Nutch How to modify Regex-urlfilter.txt crawl eligible links

Last Update:2017-11-27 Source: Internet

Author: User

Developer on Alibaba Coud: Build your first app with APIs, SDKs, and tutorials on the Alibaba Cloud. Read more ＞

For example, when I crawled the students online, I found that crawling was not a specific notice, such as the "Cofco Blessing" Fund application notice, through the analysis found that the original notification link was filtered out, The following is the filter URL configuration file regex-urlfilter.txt analysis, and later if you need to modify the configuration file can be modified according to their own circumstances:

Description: A behavior comment that begins with "#" in a configuration file, which is filtered by the expression that begins with "-", and the regular expression that begins with "+" is preserved. The "^" in the regular expression represents the beginning of the string, "$" means the end of the string, and "[]" represents the collection. The Chinese part is the comment I added

[Java]View PlainCopyPrint?

# Licensed to the Apache software Foundation (ASF) under one or more
# Contributor license agreements. See the NOTICE file distributed with
# This work for additional information regarding copyright ownership.
# The ASF licenses This file to you under the Apache License, Version 2.0
# ( the "License"); You are not a use of this file except in compliance with
# The License. Obtain a copy of the License at
#
# http://www.apache.org/licenses/license-2.0
#
# unless required by applicable or agreed to writing, software
# Distributed under the License is distributed on a " as is" BASIS,
# without warranties or CONDITIONS of any KIND, either express or implied.
# See the License for the specific language governing permissions and
# Limitations under the License.
# The default URL filter.
# Better for whole-internet crawling.
# each non-comment, Non-blank line contains a regular expression
# prefixed by ' + ' or '-'. The first matching pattern in the file
# Determines whether a URL is included or ignored.
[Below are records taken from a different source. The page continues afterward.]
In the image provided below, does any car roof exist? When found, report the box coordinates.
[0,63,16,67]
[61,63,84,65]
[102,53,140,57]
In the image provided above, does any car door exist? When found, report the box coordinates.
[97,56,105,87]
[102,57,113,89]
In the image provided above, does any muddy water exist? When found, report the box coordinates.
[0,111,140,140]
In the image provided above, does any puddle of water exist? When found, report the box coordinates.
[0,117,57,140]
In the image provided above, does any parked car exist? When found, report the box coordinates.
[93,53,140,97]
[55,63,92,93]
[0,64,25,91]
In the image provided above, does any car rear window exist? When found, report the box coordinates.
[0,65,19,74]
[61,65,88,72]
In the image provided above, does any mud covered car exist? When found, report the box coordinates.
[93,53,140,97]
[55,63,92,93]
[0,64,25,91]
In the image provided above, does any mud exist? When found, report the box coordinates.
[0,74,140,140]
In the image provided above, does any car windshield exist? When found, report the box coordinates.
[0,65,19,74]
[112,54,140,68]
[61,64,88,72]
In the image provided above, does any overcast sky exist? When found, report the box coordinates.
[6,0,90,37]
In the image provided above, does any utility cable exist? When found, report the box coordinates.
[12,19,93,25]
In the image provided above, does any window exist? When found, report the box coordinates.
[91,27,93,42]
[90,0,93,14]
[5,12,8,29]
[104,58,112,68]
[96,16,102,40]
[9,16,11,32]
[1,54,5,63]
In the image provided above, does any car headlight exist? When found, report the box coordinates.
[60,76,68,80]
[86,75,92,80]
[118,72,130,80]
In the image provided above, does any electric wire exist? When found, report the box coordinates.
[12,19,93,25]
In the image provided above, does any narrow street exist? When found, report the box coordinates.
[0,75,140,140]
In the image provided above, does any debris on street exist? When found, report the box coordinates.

If No pattern
# matches, the URL is ignored.
# Skip File:ftp:and Mailto:urls
#过滤掉file: FTP, etc. is not a link to the HTML protocol
-^ (File|ftp|mailto):
# Skip image and other suffixes we can ' t yet parse
#过滤掉图片等格式的链接
-\. (gif| Gif|jpg| Jpg|png| png|ico| ico|css|sit|eps|wmf|zip|ppt|mpg|xls|gz|rpm|tgz|mov| Mov|exe|jpeg| jpeg|bmp| BMP) $
# skip URLs containing certain characters as probable queries, etc.
#-[?*[email protected]=] filter out the links of the sweat special characters, because to crawl more links, so modify the filter conditions so that the inclusion? = The link is not filtered out
-[*[email protected]]
# Skip URLs with slash-delimited segment this repeats 3+ times, to break loops
#过滤掉一些特殊格式的链接
-.* (/[^/]+)/[^/]+\1/[^/]+\1/
# Accept anything else
#接受所有的链接, here you can make your own changes, yes only accept the type of their own link

# Licensed to the Apache software Foundation (ASF) under one or more# contributor license agreements. See the NOTICE file distributed with# This work for additional information regarding copyright ownership.# the ASF license s This file to you under the Apache License, Version 2.0# (the "License");  Except in compliance with# the License. Obtain a copy of the License at## http://www.apache.org/licenses/LICENSE-2.0## unless required by applicable l AW or agreed to writing, software# distributed under the License are distributed on a "as is" basis,# without warrantie S or CONDITIONS of any KIND, either express OR implied.# see the License for the specific language governing permissions a nd# limitations under the license.# the default URL filter.# Better for whole-internet crawling.# each non-comment, NON-BL  Ank line contains a regular expression# prefixed by ' + ' or '-'. The first matching pattern in the file# determines whether a URL is included orIgnored.  If no pattern# matches, the URL is ignored.# Skip File:ftp:and mailto:urls# filter out file:ftp and so on is not a link to the HTML protocol-^ (FILE|FTP|MAILTO): # Skip image and other suffixes we can ' t yet parse# filter out the link-\ in the image format. (gif| Gif|jpg| Jpg|png| png|ico| ico|css|sit|eps|wmf|zip|ppt|mpg|xls|gz|rpm|tgz|mov| Mov|exe|jpeg| jpeg|bmp| BMP) $# Skip URLs containing certain characters as probable queries, etc.#-[?*[email protected]=] filter out the links to the special characters of Khan, Because you want to crawl more links, modify the filters so that they are included. = The link is not filtered out-[*[email protected]]# skip URLs with slash-delimited segment that repeats the Times, to break loops# filter out some special lattices Type of link-.* (/[^/]+)/[^/]+\1/[^/]+\1/# accept anything else# accepts all links, here you can make your own modifications, yes only accept the link of your own prescribed type

reason explanation: Because the post link for crawling is (http://www.online.sdu.edu.cn/news/article.php?pid=636514943), the link contains? and = characters, so the regular expressions that are filtered by special characters are filtered out, and by modifying the Regex-urlfilter.txt configuration file (above), the link to such announcements can eventually be crawled.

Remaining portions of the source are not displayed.